Besides being an extremely close race, new voter ID laws could have some special impacts for Asian Americans, particularly if they are newly naturalized citizens or have limited English skills. That means those voters face a chance of being urned away at the polls. It could be someone you know. Maybe your grandmother. And of the questions your kids may have about the elections, you don’t want one them to be “Why can’t grandma vote?”
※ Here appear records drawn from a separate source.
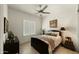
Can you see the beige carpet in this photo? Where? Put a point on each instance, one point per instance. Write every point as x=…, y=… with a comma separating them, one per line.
x=27, y=49
x=62, y=50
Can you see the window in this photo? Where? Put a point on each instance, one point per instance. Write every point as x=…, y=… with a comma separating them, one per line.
x=29, y=27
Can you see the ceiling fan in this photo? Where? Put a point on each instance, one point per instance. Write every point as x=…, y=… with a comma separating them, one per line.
x=42, y=10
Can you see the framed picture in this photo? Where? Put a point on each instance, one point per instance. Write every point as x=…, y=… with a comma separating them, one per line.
x=53, y=23
x=5, y=25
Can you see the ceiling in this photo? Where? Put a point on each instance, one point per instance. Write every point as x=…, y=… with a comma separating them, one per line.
x=30, y=8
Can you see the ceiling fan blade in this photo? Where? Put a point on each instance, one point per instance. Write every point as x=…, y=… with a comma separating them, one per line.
x=44, y=7
x=46, y=12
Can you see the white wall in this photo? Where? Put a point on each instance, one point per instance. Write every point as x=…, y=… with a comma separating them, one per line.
x=3, y=13
x=16, y=18
x=67, y=17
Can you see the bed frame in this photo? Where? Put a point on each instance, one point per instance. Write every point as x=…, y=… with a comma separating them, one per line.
x=39, y=45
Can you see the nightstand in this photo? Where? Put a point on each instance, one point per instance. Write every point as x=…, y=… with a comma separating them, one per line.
x=69, y=44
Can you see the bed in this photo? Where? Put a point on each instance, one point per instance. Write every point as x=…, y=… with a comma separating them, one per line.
x=46, y=44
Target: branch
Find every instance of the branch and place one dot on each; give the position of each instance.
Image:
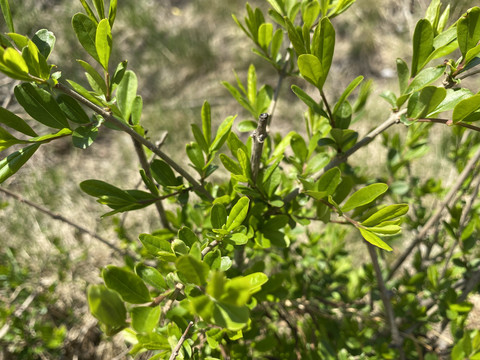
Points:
(65, 220)
(396, 338)
(181, 341)
(136, 136)
(435, 218)
(258, 137)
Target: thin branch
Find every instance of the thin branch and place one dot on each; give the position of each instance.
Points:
(136, 136)
(142, 157)
(435, 218)
(258, 137)
(396, 337)
(65, 220)
(181, 341)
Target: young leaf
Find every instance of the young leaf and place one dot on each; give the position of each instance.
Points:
(13, 121)
(85, 29)
(364, 196)
(237, 214)
(41, 106)
(103, 42)
(13, 162)
(422, 45)
(374, 239)
(192, 270)
(311, 69)
(126, 93)
(128, 285)
(7, 14)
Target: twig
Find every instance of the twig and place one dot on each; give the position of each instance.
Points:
(124, 127)
(181, 341)
(146, 167)
(65, 220)
(396, 337)
(435, 218)
(258, 137)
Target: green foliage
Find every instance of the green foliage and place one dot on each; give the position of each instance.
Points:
(255, 265)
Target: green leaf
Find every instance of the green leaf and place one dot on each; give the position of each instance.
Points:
(403, 75)
(107, 306)
(424, 78)
(45, 41)
(311, 69)
(41, 106)
(218, 216)
(422, 45)
(103, 42)
(323, 45)
(194, 271)
(7, 14)
(387, 213)
(13, 121)
(145, 318)
(364, 196)
(222, 134)
(72, 109)
(128, 285)
(348, 90)
(85, 29)
(374, 239)
(13, 162)
(126, 93)
(237, 214)
(84, 136)
(468, 30)
(423, 103)
(151, 276)
(465, 108)
(207, 122)
(163, 173)
(95, 80)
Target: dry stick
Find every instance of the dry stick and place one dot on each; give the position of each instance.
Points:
(146, 167)
(136, 136)
(65, 220)
(396, 337)
(258, 137)
(181, 341)
(435, 218)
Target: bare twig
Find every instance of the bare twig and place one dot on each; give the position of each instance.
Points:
(136, 136)
(396, 337)
(436, 217)
(258, 137)
(65, 220)
(181, 341)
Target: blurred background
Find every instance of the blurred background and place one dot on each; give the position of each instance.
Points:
(181, 51)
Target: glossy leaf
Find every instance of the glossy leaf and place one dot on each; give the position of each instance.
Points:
(103, 42)
(386, 213)
(237, 214)
(13, 121)
(364, 196)
(128, 285)
(374, 239)
(422, 45)
(13, 162)
(192, 270)
(465, 108)
(126, 93)
(85, 29)
(41, 105)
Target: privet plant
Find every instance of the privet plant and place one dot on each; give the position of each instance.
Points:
(255, 265)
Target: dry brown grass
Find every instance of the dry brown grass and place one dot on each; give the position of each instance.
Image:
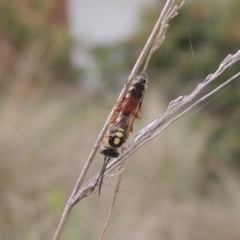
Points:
(44, 141)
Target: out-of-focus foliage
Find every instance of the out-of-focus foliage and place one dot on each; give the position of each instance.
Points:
(34, 33)
(198, 39)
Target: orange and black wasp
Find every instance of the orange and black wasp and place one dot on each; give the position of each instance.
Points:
(120, 127)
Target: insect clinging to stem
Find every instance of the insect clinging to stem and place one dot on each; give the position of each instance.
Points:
(126, 111)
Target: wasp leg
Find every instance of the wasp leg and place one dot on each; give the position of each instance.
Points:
(101, 174)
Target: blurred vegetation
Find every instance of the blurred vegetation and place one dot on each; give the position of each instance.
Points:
(198, 39)
(30, 31)
(183, 185)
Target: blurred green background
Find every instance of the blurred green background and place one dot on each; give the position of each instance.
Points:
(182, 185)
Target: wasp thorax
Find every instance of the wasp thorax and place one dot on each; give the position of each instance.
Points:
(138, 87)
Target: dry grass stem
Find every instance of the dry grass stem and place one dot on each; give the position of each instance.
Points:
(117, 185)
(165, 120)
(153, 42)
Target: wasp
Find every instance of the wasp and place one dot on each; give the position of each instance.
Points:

The Asian American Justice Center is joining a coalition of civil rights and faith groups in working to make sure everyone has the information they need to make sure their vote counts.According to Mee Moua, Executive Director of the Asian American Justice Council, “Twenty percent of Asian Americans lack a government ID, compared with 8% of whites.”

 

Things You Might Not Know About Asian Americans and Voting:
  • Anyone with an Asian name knows they often get mangled in documents. On a recent story on NPR’s Tell Me More, one caller talked about how her hyphenated Korean name is often misspelled, or the two parts of her first name get scrambled up.
  • 3/4 of Asian voters don’t speak English as a first language.
  • Student IDs do not count as valid forms of identification in many states with new Voter ID laws.

 

For more information, visit 18 Million Rising, a broad coalition to promote Asian Pacific Islander American civic engagement.

So register to vote and tell your family and friends to do so, too. You can even sign up online by clicking on the red white and blue Register to Vote logo on the right side of this page. Of course, you don’t have to be Asian American to vote, but I thought I’d take this chance to remind our extended family as Asian political issues do not get that much coverage in the mainstream media. And in case you to see how not voting could impact people like you, check out this hilarious video “Does Your Asian Mom Vote?!” from The Fung Bros.

Comments

    • says

      Yes, it’s surprising. If you’re around mostly educated Asians who have been in the US for some time, you might get the impression that most Asians are politically knowledgeable. Unfortunately, that’s not the case for everyone. If everyone spreads the word to a few people around them — aunts and uncles, hairdresser, people who work at restaurants you frequent — that would get the word out!